Recently, I presented a session on the influence of the Latino market in the U.S. at the Wave Festival in Rio de Janeiro (not a bad place to do it, by the way). The title of my palestra (or conference, in Portuguese) was "Cultural Affinity Is the New Language." And preparing it brought into sharp focus the drastic changes in our growing market.
And you don't have to be an eternal optimist like me to realize how far we've come.
There was a time when "What's Hispanic about it?" was the reigning attitude. Our marketing had to be obviously Hispanic, whether it be due to the presence of Spanish, mustachioed men or big families ruled by a grandmother.
We've evolved from that to "leading with ethnic insights," marketing that includes cues to specifically based in a culture but that have enough creativity to speak beyond it. This is how sophisticated advertisers have always viewed what others are now calling "total market."

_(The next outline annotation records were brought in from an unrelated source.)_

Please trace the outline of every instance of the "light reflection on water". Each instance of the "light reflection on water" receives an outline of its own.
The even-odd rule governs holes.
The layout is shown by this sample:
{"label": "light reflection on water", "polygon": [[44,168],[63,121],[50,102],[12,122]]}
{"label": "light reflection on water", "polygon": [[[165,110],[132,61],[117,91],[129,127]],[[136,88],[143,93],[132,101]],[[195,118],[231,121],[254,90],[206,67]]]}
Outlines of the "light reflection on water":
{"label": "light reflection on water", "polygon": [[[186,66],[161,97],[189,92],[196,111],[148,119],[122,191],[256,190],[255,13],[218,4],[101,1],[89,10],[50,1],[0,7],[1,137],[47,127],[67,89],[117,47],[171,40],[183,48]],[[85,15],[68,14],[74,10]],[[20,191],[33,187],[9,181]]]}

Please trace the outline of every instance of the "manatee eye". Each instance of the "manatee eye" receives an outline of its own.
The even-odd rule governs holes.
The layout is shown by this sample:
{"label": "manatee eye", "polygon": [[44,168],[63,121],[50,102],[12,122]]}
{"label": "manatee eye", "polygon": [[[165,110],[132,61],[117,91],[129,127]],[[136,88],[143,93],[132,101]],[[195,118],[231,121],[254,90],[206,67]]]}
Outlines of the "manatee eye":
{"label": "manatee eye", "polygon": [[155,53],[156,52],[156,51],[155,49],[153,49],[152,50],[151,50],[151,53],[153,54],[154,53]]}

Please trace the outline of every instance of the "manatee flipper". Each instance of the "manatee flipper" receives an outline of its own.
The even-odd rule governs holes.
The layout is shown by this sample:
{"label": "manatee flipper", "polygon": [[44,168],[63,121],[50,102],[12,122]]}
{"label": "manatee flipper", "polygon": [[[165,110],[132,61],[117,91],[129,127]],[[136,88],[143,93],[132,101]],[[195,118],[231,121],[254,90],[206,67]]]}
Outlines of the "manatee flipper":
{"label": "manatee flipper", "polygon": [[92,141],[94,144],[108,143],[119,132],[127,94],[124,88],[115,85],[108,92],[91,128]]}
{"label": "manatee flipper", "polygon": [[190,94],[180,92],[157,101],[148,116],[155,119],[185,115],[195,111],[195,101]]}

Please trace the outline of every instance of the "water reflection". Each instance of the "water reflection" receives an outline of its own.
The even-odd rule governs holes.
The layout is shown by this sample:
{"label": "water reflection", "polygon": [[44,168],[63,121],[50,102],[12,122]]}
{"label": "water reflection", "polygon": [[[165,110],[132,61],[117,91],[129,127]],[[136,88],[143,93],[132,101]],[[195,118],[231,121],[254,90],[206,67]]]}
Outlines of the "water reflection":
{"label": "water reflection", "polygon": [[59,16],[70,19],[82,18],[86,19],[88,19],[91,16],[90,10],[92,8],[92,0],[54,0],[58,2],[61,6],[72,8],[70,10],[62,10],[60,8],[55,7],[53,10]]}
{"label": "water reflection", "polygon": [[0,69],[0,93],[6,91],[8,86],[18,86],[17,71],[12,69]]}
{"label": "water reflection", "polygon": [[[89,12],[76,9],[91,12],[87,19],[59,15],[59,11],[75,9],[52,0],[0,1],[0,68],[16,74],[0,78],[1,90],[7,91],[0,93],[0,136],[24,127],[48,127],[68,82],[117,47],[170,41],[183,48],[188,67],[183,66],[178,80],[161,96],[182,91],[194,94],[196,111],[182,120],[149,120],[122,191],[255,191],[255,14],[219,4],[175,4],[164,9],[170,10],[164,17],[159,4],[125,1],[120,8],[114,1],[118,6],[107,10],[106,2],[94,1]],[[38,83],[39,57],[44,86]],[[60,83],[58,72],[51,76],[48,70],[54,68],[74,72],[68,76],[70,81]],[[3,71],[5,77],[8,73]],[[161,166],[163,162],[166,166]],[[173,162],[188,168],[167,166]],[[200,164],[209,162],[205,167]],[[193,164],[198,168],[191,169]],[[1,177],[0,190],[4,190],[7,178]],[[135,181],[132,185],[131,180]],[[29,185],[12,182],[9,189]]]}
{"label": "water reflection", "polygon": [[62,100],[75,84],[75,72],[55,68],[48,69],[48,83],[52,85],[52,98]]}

For good or bad, "total market" has become the buzzword du jour. It's also become one of the most misunderstood in our industry lexicon. Advocates position it as a natural evolution of the demographic changes in America, where brands should no longer focus on Hispanics -- or any specific culture -- as a "unique target" but rather integrate everything into one single platform.
Some pitfalls need to be considered.
It borders on fallacy to say that one insight can be strong enough to apply to all ethnic segments. In fact, the broader the insight, the more generic. And the more generic it is, the more forgettable and less effective it is.
After all, market segmentation was created to achieve higher effectiveness, by addressing different audiences, knowing and respecting their own sets of expectations, idiosyncrasies, wants and values.
One of the reasons Hispanic advertising tends to resonate more with its intended target goes beyond insights and has to do with creative expression. According to several studies, while usage of Spanish is important, nuances like context, style and humor are crucial to be able to resonate with Hispanics. In other words, even a strong, insights-based creative idea can flop if the execution doesn't provide the cultural cues that increase empathy and affinity.
It's also a risky proposition to look at "total market" as an excuse to cut budgets on behalf of short-term potential efficiencies. What advertisers can save by reducing Hispanic fees and production budgets is marginal compared to what can be gained by crafting a truly relevant strategy. The real question they should ask themselves is how much money are they leaving on the table.
When the next census is conducted in 2020, minorities are expected to account for 40% of the population, and Hispanics will be close to 20%. So it just makes sense to tap into specialists with a multicultural perspective (not unlike how you'd want a specialist when dealing with a health issue).
And there's something else. The truth is that most culturally specialized agencies are probably better prepared to address whatever notion of total market is being embraced. For us, "mainstream" is "upstream." We've lived inside the mainstream culture even as it's been changing all these years.
We've seen the growing Latino influence on many aspects of the American lifestyle. You can witness it music and entertainment with pop stars like Enrique Iglesias and Jennifer Lopez, and with Sofia Vergara, now one of the highest paid actors on general-market TV. You can taste it in the different food trends that are spicier and bolder. In a wide range of sports, including the all-American baseball, many megastars are Latino. Great film directors like Guillermo del Toro, Alfonso Cuarón and Alejandro González Iñarritu have shattered some of the old Hollywood clichés. In politics, we feel the influence of Marco Rubio, Julián Castro and Sonia Sotomayor. And, of course, President Barack Obama and the Democratic Party know very well that the Latino vote was crucial for re-election.
To achieve marketing effectiveness, broad and multilayered cultural influence truly demands wide and deep cultural knowledge. Look at it as "cultural curators" working as a strong, well-seasoned multidisciplinary team, not Hispanic transplants trying to modify a "general market" mind-set. Latinos are setting trends and helping create a new and more diverse mainstream culture. In the process, we bring a unique joy for life, a rhythm, a sense of humor, and above all a relentless sense of optimism to the U.S.
And culturally specialized shops know something about optimism and effectiveness as well. After all, we've always been able to offset limitations, budget constraints and even adversity through ingenuity, resourcefulness and a can-do attitude.
I'm telling you, optimism works wonders!